The nature of the FCCB market is changing, said Madhabi Puri Buch, managing director and chief executive officer, ICICI Securities Ltd, pointing to the coupon rates and lower conversion premiums in the new issues.
“The emphasis is more on credit ratings and it’s large-cap companies that are coming out with issuances," she said.
Companies are also getting wiser and charging smaller conversion premiums to attract investors.
Conversion premium is the amount by which the price of a convertible bond exceeds the market price of the underlying stock.
Current premiums are in the 15-20% range, lower than earlier, where conversion premiums were as high as even 50%, said Nishikant Das, head, capital markets solutions, India, Standard Chartered Bank. The bank was involved in the FCCBs of Jaiprakash Power and Core Projects. Bankers also said firms are not trying to secure the FCCBs or back the debt with collateral to reduce the risk for investors.

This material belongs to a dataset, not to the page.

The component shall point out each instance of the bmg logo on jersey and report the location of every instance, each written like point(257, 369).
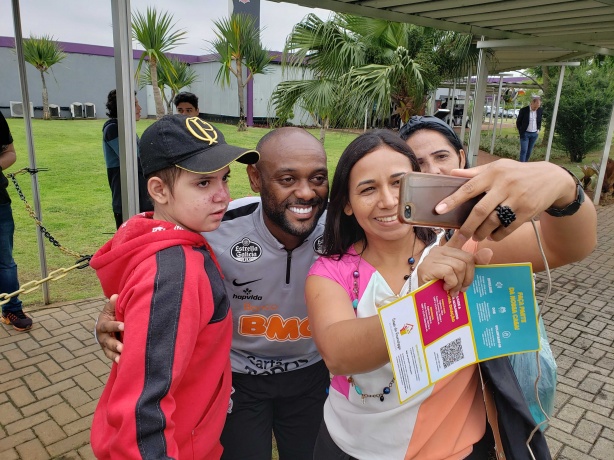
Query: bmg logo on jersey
point(246, 251)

While some say investors and the corporate base may shrink, there would still be a class of investors such as private equity companies that would want to use this instrument.
FCCBs “will come back as a kind of structuring option in the context of private and semi-private deals, where large investors may want to put money as convertible bonds rather than put in money as equity", said Sanjay Bhandarkar, managing director at NM Rothschild and Sons (India) Pvt. Ltd.
Secured debt means that even in the case of the company folding up, the private equity investor can sell off the collateral and regain part of its money.